Steampunk portable Rasp Pi lunchbox
Moveable Feast
© Lead Image © ateliersommerland, 123RF.com
A lunchbox-style portable Raspberry Pi computer provides external control for a steampunk robotic skull.
As "Dr. Torq," I play a moderately eccentric 1880s-era inventor who develops physical computing projects with modern off-the-shelf parts; then I share lessons learned through how-to articles and conference tech talks. The steampunk aesthetic inevitably generates a lot of curiosity, so it naturally figures prominently in many of my designs. One of my designs, a robotic skull, needed additional controls, so I decided to create a steampunk lunchbox-style portable computer.
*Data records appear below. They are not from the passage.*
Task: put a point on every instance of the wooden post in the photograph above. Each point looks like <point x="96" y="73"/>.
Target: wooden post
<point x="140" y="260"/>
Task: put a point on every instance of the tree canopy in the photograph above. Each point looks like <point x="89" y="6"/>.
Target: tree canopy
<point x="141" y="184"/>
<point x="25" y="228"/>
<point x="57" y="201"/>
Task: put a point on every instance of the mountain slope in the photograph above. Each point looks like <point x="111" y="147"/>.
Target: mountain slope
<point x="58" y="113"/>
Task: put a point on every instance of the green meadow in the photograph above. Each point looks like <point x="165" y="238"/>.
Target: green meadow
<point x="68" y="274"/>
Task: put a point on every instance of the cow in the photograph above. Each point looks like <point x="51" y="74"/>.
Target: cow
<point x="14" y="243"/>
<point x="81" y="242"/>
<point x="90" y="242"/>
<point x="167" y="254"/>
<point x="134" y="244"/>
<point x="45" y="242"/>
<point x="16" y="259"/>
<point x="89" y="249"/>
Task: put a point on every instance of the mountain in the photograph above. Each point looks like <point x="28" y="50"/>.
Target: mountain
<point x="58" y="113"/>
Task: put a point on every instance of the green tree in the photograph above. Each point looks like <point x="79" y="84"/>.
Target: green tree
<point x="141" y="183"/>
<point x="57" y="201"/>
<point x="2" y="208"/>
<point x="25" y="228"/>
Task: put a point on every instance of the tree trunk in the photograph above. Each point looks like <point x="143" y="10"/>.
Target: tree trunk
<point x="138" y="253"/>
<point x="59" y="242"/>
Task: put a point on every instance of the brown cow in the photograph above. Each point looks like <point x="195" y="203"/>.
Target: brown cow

Why a Steampunk Lunchbox Computer?
Hedley, my steampunk robotic skull (Figure 1), originally had an onboard Raspberry Pi brain. The Rasp Pi sent speech data from a processing program to an Arduino, actuating the jaw. It also had a JeVois smart machine vision sensor, and I used a webcam program like luvcview [1] to monitor whatever the sensor recognized. I built a little outboard monitor to watch the vision sensor feed, effectively turning Hedley into a stealth desktop computer. Hedley even appeared with me at a couple of conferences and ran my LibreOffice session slides. Although Hedley worked, it always felt kind of clunky.
This led to the idea of using a separate portable Linux computer to direct Hedley's actions while also supporting conference tech talk activities. A lunchbox layout style would allow ample freedom for over-the-top design elements and give a cool "open frame" steampunk look. Here, I look at the lunchbox machine in its present form, the software, and how it all came into "sitting on the table" reality. In fact, this article was written with the lunchbox notebook (Figure 2).